Martin Basher: Collectors Love

With increasing confidence, Martin Basher does the dance of seducing us whilst also confronting our preconceptions around cultural value.

Words: Mark Amery

Photography: Chris Mottalini

There’s immediate wry amusement in hearing that Martin Basher’s last show at Auckland’s Starkwhite was a sellout. The New York-based New Zealander’s painting cum installations explore the emotional undercurrents behind how, aesthetically, we are sold things. His work values the sublime in every shop window, the fulfillment found in objects throughout our homes.

“It’s an attempt to negotiate the problematics of objecthood and desire,” Basher says, a week out from his first show in Milan with Henry Codax at Brand New Gallery. “We would be kidding ourselves to not think of the art object as another commodity. The tension is what is interesting about it for me.”

With increasing confidence, Basher does the dance of seducing us whilst also confronting our preconceptions around cultural value. Structural- ly the work is informed by both the formalism of modernist abstract painting – commonly employing strobe-like vertical stripes – and the visual systems of the retail display. Palm-fringed sunsets included. Paintings meet retail shelving and mirrors and the odd product placement – a glowing bottle of Listerine here, a gleaming pair of dumbbells there. Differing classes of object and material mix as potent cocktails. There’s zing and tang: hot, high-keyed,

fruity even, colours with electric tones crossfade to warm, dimmer lighting states, as sultrily seductive as those in a well-designed bar. With technical virtuosity Basher brings a unity of form to a duty free store-like mélange of elements. Distilling, juxtaposing and refining with a sophisticated eye.

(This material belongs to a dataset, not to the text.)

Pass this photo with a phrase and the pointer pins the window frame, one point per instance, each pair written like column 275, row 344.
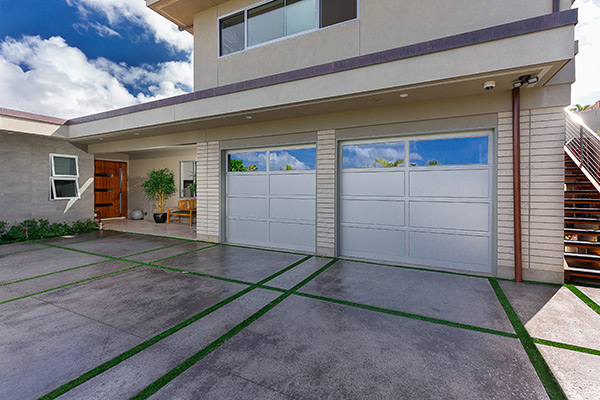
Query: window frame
column 61, row 177
column 181, row 188
column 285, row 37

“If I have a political position it’s that maybe these things can sit a bit more side by side,” Basher adds, citing the work of Haim Steinbach in cleaving a place for everyday objects in the artworld. “The things we surround ourselves with may look cheap but can have a profundity and are valued.”

This room for the spiritual in Basher’s work has also long been met by surreality and humour. Everything has potential power. In one setting people will see a beautiful painting with a bottle of cough medicine propped in front. In another the painting is a backdrop, providing ambience to the cough medicine.

Basher has increasingly added paint splattered and gaffer taped drop cloths and cardboard behind the objects: collages formed in the making of the work. A kind of after image, they counterpoint the very refined, meticulous slow making of the canvases that sit upon them. While the paintings are linked to the glaring, hard edged architecture of retail spaces, Basher sees the collages as the flip side, “he junk spaces behind the façade”.

Basher graduated with a masters in fine art from New York’s Columbia University in 2008. A stunning 2014 installation at City Gallery Wellington attested to the maturation of Basher’s work in the years since. Starkwhite has been showing his work since 2008.

“After we exhibited at The Armoury Show in New York in 2012, with great success,” comments Starkwhite director Dominic Feuchs, “collectors anticipated his exhibition in Auckland the following year. These works quickly sold out to important private and public collectors.”

2015 could be a breakout year for Basher, who will show at Starkwhite in February as well as holding first-time solo shows with Anat Ebgi in Los Angeles and Brand New Gallery in Milan. Basher will present with Starkwhite again at the Sydney Contemporary art fair in August.